A crime has been committed and someone has broken into the bookstore at the Prairie Heights Middle School.
The sixth grade students have been investigating who was responsible and have just completed the student-run trial to see if Gabe Reed would be found guilty or not.
For a couple of weeks, the students have undergone a unit where all of the teachers cooperate with a CSI unit and they all work together to investigate, report, and solve the crime.
To start, there was a database collected of students’ strides and fingerprints. Then the crime was committed and the students went to the crime scene.
They ran a full investigation, wrote the crime scene report, and even had the opportunity to write a news story about the crime. The experience that the students were getting was as close to a real life investigation that they could get.
Students were taught that the shows like CSI and NCIS are not the best representation of how crimes are actually solved. One main thing that is different is that only three pieces of evidence are allowed to be sent in for investigation, and the students had to decide which evidence was going to be the best to use.
The students were able to link the crime to Gabe Reed, who had a screwdriver found in his locker. They checked the evidence in and kept it in an evidence locker.

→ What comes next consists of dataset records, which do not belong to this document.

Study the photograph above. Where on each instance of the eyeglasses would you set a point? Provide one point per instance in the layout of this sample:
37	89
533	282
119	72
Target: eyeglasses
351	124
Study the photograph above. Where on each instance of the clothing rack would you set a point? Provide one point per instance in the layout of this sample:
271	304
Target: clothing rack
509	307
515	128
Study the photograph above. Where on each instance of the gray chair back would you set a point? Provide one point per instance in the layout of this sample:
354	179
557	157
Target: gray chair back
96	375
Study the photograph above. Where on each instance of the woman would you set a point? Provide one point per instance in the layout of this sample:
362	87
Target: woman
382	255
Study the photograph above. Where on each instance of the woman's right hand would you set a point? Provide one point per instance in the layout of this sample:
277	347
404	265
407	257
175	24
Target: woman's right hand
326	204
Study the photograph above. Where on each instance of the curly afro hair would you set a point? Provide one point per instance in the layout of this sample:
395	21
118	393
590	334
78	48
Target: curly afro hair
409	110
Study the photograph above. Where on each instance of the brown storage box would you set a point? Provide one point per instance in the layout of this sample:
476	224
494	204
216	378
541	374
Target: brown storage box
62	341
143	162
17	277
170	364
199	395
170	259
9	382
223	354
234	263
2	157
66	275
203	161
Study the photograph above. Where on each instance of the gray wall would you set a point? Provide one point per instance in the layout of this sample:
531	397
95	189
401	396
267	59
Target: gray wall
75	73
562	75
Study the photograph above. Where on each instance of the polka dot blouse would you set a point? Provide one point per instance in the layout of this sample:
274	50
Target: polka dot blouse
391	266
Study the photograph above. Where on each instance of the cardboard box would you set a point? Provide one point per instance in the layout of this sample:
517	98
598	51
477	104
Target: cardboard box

Reed and the students practiced the Fifth Amendment. He was considered innocent until proven guilty and was then taken to trial by the sixth grade class.
The trial was run entirely by the students in each social studies class. They had a full courtroom experience and were held to the same court standards.
The CSI unit allows for the students to see all of their classes working together. They are able to apply one class to the next and see how what they are learning now could work together in the future.
Mike Travis and Celia Motz went to a workshop a couple of years ago where they were able to develop the project-based learning unit. It is the second year of teaching students with the CSI program.
“I think the kids really enjoy it,” said Motz. “They wear their little CSI badges.”
The teachers noted how the unit was something that the students talk about socially. They said that the kids enjoyed talking about the crime and the evidence and trying to figure out who did it.